I repeated the name and said “Talitha cum” over and over. It’s the words Jesus used when he asked the girl to get up. The girl who was only sleeping.

This woman was not sleeping. I touch her hand through the sheet. It is cold and hard, like your feet feel when they’ve been outside too long in the winter… and they can’t feel your touch. She can’t feel my touch. Her belly is swollen. I touch it and it feels like a thick, tight balloon. She isn’t waking up.

I keep praying.

Soon my prayers turn from the miraculous to the ordinary. God’s Mercy for her soul; Peace for her family as they mourn. I pray dignity over her life. Realizing, as I pray, that these things may be miracles. Who knows. Who ever knows. Who knows what it would have taken for that woman to breathe again. Who knows why God, in all His power and Love wouldn’t do it. Who knows why I am stuck in Narobi, and on all fours in this strange room, listening to people chatter behind me about what went wrong.

“The problem was, no one phoned to say there was a sick passenger,” one woman said, matter-of-factly.
“Next time they should call a doctor.” Another added.

It was as if they were discussing a driving route they had taken that wasn’t sufficient. Like, next time we’ll take 1st avenue and not the freeway…

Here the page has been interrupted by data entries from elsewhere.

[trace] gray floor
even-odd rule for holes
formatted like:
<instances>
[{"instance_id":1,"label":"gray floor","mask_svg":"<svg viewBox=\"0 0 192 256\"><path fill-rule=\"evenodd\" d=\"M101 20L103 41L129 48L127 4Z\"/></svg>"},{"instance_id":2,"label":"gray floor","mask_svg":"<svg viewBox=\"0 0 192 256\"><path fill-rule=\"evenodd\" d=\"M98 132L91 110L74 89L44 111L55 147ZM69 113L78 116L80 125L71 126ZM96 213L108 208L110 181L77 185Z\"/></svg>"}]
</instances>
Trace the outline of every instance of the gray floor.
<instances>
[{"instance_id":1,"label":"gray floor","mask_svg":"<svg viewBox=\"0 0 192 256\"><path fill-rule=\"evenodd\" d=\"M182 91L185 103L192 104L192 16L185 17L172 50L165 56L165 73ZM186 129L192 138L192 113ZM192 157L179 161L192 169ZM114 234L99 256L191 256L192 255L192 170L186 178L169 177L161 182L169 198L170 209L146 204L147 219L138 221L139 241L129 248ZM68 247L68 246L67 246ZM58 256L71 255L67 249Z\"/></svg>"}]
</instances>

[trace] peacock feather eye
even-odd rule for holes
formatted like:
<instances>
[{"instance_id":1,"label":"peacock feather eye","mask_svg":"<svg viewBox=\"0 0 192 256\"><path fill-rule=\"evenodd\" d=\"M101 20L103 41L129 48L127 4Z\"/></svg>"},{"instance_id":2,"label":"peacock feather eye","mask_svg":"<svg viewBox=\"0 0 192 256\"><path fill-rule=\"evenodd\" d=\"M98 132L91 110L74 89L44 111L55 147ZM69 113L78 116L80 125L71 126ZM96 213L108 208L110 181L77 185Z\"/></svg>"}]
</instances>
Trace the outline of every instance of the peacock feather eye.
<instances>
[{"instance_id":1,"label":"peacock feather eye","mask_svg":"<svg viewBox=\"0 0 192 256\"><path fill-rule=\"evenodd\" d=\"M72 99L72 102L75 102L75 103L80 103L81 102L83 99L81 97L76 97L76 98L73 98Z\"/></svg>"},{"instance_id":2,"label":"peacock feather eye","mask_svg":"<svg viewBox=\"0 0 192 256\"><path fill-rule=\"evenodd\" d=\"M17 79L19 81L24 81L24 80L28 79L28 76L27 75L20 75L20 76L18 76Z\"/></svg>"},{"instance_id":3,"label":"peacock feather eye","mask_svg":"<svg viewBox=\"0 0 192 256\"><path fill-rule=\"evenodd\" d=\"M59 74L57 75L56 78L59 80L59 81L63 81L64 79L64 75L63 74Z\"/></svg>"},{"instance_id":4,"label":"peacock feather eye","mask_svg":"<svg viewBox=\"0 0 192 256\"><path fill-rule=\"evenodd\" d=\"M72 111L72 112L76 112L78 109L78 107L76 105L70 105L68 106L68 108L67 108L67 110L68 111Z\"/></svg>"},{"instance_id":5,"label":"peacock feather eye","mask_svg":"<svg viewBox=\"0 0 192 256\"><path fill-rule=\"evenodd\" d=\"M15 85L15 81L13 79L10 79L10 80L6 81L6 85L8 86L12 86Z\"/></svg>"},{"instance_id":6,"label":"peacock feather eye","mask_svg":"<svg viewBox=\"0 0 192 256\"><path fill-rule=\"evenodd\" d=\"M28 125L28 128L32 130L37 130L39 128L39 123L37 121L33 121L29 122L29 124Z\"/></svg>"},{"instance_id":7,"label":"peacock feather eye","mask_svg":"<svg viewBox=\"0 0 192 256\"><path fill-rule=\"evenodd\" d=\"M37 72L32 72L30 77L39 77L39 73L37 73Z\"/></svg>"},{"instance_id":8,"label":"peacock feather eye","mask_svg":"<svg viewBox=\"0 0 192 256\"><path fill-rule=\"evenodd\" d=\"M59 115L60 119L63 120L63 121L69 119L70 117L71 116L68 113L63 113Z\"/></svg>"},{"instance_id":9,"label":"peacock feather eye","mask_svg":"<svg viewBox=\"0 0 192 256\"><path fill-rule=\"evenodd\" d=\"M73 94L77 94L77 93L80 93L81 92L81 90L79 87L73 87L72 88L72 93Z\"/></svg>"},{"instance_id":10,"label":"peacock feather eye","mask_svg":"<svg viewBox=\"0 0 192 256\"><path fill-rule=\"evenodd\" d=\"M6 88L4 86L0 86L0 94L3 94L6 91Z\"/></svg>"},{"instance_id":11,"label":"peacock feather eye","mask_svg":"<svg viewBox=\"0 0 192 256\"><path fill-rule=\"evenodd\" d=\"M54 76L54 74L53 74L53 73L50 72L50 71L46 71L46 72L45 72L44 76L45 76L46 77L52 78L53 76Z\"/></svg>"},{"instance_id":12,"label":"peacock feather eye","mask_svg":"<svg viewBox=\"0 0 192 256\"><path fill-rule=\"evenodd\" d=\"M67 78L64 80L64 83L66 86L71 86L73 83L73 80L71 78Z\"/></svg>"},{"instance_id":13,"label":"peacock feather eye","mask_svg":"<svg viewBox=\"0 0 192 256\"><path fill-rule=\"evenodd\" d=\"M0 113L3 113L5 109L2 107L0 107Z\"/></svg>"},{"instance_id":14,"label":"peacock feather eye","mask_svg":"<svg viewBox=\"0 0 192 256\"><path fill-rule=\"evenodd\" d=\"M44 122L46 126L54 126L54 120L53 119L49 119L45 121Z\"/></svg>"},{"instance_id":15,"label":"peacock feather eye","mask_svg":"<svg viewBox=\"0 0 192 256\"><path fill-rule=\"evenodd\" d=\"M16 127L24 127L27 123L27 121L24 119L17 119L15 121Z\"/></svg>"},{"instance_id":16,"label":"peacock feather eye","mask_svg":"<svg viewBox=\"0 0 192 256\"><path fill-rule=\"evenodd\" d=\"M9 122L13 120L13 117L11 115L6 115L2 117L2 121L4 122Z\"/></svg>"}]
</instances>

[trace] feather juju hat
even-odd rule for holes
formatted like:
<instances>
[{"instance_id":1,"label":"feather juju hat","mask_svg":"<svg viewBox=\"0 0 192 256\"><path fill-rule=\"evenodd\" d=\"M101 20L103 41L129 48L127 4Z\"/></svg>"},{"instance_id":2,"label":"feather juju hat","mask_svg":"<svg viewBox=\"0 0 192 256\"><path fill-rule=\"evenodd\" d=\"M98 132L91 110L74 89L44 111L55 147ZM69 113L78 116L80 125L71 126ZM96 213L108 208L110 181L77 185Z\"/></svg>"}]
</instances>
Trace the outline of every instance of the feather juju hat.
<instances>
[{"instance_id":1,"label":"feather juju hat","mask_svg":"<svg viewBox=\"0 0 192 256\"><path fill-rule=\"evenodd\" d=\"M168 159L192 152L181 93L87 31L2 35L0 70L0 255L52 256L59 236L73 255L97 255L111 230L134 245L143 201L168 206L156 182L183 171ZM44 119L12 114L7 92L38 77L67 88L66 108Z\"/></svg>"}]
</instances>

Why am I bending over this woman I’ve never met, touching her cold, bloated belly? I don’t know. But somehow, it felt important. In the same way it feels important to teach a child how to tie his shoe.

A man walks in, pulls the sheet back from the woman’s face, and I see it for the first time. It is squished the way a face looks when it’s pressed up against a window, usually making a face at someone. I marvel at how it has frozen this way. Don’t our muscles relax when they’re no longer needed? The man tosses the sheet back over her face and makes a sound of disgust and clicks his tongue as if to say “Too bad.”

I finish my prayers and stand up. Everyone in the room is staring at me.
“You are a Christian.” A woman says. It’s not a question.
“Yes.”
“Why do you pray?” She asks

Why do I pray? I don’t know. Because it’s my best connection to God. Because it made sense as the only thing to do in that moment. Because God may have nudged me to do so… Because I know that woman was loved, deeply loved. But if she was so loved, why wouldn't God …

“Because God said He loves her.” I say
“And what does else does God say?” another woman asks, not mockingly.
“That He loves you all, very much, and wants you to know that he cares about you.”
My answer sounds like cotton candy. I hope, somehow, the meaning is translated.
“Uh” They nod in unison.
I leave the room and start back up the long hallway, back to the transfer desk. I’ve been gone for over an hour. I find Amanda frantically searching the area.
“Everything’s fine” I say. “We’re leaving at noon.”

+++

We sit close to the door and are the first to board the plane. We refuse to believe that it is actually happening. Something else has to go wrong. It is not until we touch down in Kigali that I believe I am here.
And here I am.

I don’t want to write a summary paragraph at this moment. I believe (perhaps wrongly) that stories speak for themselves. And the “why” becomes less interesting as you look at the “what”. I marvel at how what happens to us, against our wills perhaps, becomes part of our stories, our experience that we draw from in the days to come.
Here’s to “Listening to our Lives”*.

I hope this finds you well and full of peace.